A major part of songwriting, of course, is singing. The music or lyrical beat has to be there when you read a poem out loud before it truly works on paper. The song has to have a voice. I always sing; I have always sung. Even today, no matter where I go, I'm whistling or singing or humming, or messing around with the words to a song. There's always a melody in my head. It's proven that it makes you happy. It's been proven metaphysically that singing, and music, open up your chakras (spiritual energy centers) and raise your energy level - well, that's the case with uplifting music. We have this great ability within us, with sound, to heal ourselves, make ourselves happy, and connect with all of the arts.

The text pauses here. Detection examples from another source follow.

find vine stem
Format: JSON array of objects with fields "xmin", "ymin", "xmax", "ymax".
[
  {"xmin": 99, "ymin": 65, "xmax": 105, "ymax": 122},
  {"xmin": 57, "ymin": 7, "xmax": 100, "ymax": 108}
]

That takes me to my favorite type of song - the love song. All great love songs connect within us. It's not just emotional; it's also spiritual - "Ain't No Mountain High Enough," you know. I'm an admirer of the classic Persian poets, especially Rumi and Omar Khayyam. In their works, they're not really making love to a woman, although it seems to read like that. They're making love with God; it's divine intoxication. In The Rubaiyat, Omar Khayyam is talking about the soul going back to God and about his relationship with the feminine divine; it's not just about open love and drinking flasks of wine and eating bread under a tree! Every word they used was the right word, the right sound, the right tone, the right note for the right chakra. That's the way I always wanted to write, putting different levels to it. The words I write are one thing. The sound it makes takes you to another place, and the spirit of the sound can bring you somewhere else altogether.